Less visible, but equally pressing, is the scale of resource consumption embedded in everyday digital behaviour. Even something as routine as entering a single AI prompt triggers a chain reaction of data centres drawing power, servers operating at scale, cooling systems consuming water, and computational processes running continuously in the background. The ease of instant answers masks the environmental cost of this invisible infrastructure. Artificial intelligence, often positioned as a solution for efficiency and progress, is therefore also part of the sustainability challenge. The question is no longer whether AI should advance, but how consciously it is designed, deployed, and used.

It was within this context that the Youth Eco Summit 2026, themed Youth × AI: Green Leaders of Tomorrow, brought together students from 66 cities across India to engage with the intersection of technology, sustainability, and responsibility.
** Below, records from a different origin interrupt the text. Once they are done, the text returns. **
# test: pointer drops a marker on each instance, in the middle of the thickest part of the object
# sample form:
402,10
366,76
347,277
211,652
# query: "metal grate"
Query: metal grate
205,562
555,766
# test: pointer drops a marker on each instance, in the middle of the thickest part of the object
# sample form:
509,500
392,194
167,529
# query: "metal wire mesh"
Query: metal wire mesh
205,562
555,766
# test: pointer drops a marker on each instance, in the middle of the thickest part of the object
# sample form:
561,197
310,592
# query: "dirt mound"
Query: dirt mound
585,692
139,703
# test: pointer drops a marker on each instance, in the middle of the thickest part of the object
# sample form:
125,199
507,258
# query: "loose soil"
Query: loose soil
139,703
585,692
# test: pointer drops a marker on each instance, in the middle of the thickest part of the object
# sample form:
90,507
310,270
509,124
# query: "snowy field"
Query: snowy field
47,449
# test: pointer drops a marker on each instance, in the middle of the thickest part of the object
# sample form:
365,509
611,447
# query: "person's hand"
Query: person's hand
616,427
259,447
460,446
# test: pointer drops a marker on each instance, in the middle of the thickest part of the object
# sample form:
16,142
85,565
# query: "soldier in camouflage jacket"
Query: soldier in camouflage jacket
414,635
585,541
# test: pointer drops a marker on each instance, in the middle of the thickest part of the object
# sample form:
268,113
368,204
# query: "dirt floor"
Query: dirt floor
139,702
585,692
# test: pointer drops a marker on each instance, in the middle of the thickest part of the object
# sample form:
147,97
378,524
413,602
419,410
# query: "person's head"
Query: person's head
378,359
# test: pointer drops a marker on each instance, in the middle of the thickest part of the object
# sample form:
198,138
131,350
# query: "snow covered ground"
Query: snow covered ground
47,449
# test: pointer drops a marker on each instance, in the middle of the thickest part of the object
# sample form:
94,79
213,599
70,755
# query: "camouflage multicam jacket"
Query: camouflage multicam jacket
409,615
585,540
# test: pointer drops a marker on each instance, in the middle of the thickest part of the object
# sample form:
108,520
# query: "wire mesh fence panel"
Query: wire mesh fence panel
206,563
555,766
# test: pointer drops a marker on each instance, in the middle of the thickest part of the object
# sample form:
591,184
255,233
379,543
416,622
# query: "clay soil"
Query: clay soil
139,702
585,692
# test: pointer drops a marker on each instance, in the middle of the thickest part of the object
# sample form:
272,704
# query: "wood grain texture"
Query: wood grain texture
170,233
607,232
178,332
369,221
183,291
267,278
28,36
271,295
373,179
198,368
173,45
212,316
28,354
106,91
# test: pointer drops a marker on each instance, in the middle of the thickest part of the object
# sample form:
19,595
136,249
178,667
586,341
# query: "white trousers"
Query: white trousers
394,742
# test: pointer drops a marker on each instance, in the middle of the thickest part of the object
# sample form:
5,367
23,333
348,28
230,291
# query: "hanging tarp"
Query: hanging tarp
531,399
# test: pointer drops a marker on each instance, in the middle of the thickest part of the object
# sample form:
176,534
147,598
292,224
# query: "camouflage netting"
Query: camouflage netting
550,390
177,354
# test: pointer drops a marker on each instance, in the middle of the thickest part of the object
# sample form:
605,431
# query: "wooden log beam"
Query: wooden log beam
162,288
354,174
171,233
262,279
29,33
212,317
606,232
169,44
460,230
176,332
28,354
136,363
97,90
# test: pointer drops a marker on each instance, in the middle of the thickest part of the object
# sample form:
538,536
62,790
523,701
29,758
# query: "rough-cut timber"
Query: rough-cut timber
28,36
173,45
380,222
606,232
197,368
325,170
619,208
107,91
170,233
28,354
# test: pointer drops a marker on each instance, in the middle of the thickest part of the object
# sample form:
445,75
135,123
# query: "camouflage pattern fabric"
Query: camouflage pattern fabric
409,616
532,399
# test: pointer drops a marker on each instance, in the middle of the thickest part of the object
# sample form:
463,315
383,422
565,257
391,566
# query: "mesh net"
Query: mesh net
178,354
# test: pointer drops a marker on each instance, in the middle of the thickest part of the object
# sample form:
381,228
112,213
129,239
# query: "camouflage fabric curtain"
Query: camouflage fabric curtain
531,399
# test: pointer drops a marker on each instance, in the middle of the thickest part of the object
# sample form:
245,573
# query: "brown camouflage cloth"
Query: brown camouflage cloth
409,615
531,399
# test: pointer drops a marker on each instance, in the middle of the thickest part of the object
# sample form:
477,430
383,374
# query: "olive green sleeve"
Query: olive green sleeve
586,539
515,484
Convened by the Bajaj Foundation brought together with the Ministry of Electronics & Information Technology, the Ministry of Environment, Forest and Climate Change, UNICEF YuWaah, and TECNO, the summit positioned young people not as passive recipients of information, but as active participants shaping the dialogue.
Reflecting on the role of technology in this moment, Arijeet Talapatra, CEO, TECNO Mobile India, said, “Every generation gets a moment to shape the future, and this one has AI in its hands. What excites me most is seeing young people use technology not just to create, but to care. When AI meets purpose, it can help us reduce waste, protect our planet, and rethink how we live. At TECNO, we are proud to stand with these young changemakers at the Bajaj Youth Eco Summit.”
The focus on participation was most visible beyond formal sessions. At the Green Education & Knowledge Lawn, students engaged with hands-on zones including Waste Reimagined, the TECNO Knowledge Walk, the TECNO AI Meme Studio, and the E-Waste Pledge Booth, alongside partner installations designed to simplify complex sustainability challenges and encourage experiential learning.
At the TECNO AI Meme Studio, students explored how technology itself can be part of the solution. Guided activities introduced them to green coding principles, energy-efficient algorithms, and the hidden resource demands of digital consumption. Using memes as a creative medium, participants translated complex ideas around sustainable AI into accessible, youth-driven narratives.
Global perspectives further enriched the discussions. Viraansh Bhanushali, Chief of Staff at the Oxford Union, and Seep Agrawal, Lead – Civic Engagement at UNICEF YuWaah, engaged with students on how technology, policy, and civic participation can intersect when young people are treated as collaborators rather than beneficiaries.
Speaking on the intent behind placing young people at the centre of the dialogue, Pankaj Bajaj, Director, Bajaj Foundation, emphasised that participation at the summit reflected conviction rather than obligation. “You did not come here for marks or because it was mandatory. You came because you care,” he said. “Whether young people choose to act on this vision — starting now — is what will define the future.”